The next school year, I attended LDC trainings and learned the process right along with my colleagues that I was charged to coach. It was initially challenging getting used to the increased rigor, multiple complex texts, backwards planning, and the productive struggle I was requiring my students to do. Another struggle was coaching teachers during year one while also learning the components of LDC myself. Being a person that is not outspoken and somewhat meek, I had to find a happy medium between being a friend to my colleagues and giving them productive feedback to help them in their journey with LDC.
Last school year, I literally dove in head first with LDC. LDC has made me a better teacher in numerous aspects. I feel I am a more thoughtful planner, I better know my standards, I am a better teacher of writing, I scaffold more than I used to, and I reflect on these modules and observe my students’ growth more. These things are due to implementing LDC. Last year I was humbled and surprised to be awarded the LDC Outstanding Educator of the Year at the national conference. I am grateful to have been exposed to Literacy Design Collaborative. It is not just a new program, but a way of teaching strategically and successfully. I always prided myself on teaching writing; however, LDC forced me to teach it using multiple and complex texts.

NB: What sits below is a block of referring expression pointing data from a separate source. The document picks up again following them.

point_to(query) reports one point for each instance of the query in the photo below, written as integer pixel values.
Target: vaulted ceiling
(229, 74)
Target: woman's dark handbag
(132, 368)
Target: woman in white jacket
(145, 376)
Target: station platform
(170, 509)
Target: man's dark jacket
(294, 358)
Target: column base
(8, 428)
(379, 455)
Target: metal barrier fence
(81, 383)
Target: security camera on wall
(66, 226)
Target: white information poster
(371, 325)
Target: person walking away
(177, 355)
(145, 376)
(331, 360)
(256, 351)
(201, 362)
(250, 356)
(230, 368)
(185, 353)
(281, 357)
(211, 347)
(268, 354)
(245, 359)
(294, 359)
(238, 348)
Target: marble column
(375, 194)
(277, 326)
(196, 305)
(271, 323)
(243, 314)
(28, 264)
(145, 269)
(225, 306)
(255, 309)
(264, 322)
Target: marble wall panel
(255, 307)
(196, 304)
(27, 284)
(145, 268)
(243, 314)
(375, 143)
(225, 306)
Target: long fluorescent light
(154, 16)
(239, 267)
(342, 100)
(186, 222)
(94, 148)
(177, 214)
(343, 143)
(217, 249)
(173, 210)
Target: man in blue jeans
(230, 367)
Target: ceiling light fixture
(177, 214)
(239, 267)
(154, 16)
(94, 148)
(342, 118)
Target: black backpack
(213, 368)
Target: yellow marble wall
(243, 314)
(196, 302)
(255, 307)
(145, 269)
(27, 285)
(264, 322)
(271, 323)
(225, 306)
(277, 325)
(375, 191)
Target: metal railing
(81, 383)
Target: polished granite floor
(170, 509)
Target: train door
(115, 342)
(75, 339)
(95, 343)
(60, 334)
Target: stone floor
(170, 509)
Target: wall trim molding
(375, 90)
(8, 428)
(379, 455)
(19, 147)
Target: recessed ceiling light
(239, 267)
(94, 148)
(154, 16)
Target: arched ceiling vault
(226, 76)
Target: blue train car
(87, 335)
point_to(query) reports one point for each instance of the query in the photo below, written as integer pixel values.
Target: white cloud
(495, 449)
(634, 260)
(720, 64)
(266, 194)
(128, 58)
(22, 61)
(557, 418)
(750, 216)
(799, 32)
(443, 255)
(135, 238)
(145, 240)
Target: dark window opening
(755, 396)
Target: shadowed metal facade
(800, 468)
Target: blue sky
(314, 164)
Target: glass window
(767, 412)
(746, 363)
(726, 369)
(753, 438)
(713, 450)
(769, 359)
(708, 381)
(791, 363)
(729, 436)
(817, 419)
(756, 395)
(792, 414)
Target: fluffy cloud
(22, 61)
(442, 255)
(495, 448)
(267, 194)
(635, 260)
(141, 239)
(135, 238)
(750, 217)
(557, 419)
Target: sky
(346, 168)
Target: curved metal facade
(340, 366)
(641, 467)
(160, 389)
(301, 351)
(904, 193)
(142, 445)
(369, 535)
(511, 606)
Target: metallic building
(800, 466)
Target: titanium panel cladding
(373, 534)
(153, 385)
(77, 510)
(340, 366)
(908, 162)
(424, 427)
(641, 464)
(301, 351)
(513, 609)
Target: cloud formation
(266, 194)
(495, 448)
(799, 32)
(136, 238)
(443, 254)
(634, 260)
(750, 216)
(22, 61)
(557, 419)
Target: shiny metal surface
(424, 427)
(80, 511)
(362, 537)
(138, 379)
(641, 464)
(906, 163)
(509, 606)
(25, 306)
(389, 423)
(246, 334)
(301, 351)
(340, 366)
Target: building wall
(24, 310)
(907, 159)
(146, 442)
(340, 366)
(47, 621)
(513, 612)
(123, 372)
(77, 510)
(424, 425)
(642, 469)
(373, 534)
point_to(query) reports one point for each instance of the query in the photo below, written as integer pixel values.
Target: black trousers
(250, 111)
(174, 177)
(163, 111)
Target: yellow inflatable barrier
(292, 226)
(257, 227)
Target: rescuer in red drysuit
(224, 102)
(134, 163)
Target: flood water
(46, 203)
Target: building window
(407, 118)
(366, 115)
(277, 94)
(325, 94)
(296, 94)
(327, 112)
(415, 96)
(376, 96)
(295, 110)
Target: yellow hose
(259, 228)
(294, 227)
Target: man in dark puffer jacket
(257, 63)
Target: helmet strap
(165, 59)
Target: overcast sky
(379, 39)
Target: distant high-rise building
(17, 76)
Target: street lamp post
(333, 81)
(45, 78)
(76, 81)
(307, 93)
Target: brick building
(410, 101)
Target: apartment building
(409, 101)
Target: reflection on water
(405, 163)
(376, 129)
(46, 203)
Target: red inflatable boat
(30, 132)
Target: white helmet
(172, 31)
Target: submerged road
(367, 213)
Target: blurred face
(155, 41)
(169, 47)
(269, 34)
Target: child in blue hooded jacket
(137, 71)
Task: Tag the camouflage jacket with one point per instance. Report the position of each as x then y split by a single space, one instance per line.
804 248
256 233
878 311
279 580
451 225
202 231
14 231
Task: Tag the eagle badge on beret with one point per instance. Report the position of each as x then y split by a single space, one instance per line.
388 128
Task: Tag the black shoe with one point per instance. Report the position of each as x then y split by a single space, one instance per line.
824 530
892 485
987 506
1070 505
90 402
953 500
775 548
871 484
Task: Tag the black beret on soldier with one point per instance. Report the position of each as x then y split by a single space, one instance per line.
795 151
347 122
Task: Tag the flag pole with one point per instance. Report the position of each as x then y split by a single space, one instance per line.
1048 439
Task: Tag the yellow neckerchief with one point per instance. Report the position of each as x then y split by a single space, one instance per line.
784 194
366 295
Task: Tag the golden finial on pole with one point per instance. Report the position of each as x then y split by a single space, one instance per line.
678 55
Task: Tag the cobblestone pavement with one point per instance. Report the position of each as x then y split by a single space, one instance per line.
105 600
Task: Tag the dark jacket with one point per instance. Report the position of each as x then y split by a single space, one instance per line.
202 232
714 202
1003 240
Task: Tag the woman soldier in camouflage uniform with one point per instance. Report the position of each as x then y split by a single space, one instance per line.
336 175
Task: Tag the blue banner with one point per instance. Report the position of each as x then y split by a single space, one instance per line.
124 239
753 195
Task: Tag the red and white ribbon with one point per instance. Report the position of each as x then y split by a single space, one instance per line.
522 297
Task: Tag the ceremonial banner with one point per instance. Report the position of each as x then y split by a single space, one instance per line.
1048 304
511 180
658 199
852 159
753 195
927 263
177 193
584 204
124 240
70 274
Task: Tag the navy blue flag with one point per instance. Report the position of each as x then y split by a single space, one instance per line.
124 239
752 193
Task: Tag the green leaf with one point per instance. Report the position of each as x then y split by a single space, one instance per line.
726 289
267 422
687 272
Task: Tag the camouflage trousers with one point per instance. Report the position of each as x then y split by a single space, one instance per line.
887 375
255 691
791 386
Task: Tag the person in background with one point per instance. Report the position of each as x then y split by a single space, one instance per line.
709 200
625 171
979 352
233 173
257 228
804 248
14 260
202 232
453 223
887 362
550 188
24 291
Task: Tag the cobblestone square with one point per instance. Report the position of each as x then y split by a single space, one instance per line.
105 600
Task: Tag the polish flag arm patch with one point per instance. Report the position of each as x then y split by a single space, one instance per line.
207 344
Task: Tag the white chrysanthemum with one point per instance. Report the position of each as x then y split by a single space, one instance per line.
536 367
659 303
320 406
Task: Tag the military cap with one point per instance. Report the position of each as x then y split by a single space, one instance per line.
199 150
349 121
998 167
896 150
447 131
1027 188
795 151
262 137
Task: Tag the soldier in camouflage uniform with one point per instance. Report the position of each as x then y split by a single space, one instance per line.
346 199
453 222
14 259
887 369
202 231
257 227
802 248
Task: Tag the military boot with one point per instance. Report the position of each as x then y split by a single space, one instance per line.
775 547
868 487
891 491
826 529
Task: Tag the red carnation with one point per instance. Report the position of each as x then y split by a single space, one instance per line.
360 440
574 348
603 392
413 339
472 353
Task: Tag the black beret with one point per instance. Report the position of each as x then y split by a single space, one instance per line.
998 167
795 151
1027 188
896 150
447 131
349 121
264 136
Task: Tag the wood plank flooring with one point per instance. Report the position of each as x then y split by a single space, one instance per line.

It pushed me as a teacher and pushed my students to think critically. The year before becoming a part of LDC was the first year in many years that we had a writing assessment during state testing. In the 2014-2015 school year prior to LDC, only 12% of my seventh-grade students and 18% of my eighth-grade students benchmarked in writing according to ACT Aspire tests. In the first year of LDC implementation, 43% of my seventh-grade students benchmarked and 47% of my eighth-grade students bench marked. In one year, my students went up nearly thirty points in their writing data. This data shows that LDC is a mainstay in any classroom. The assistant superintendent of my school district, whose son has been in my class for two years in seventh and eighth grade, has even said to me, “I see the change in critical thinking with my own child this year through LDC.” I still have much to learn in my journey with LDC, but I am blessed to be on board for the ride.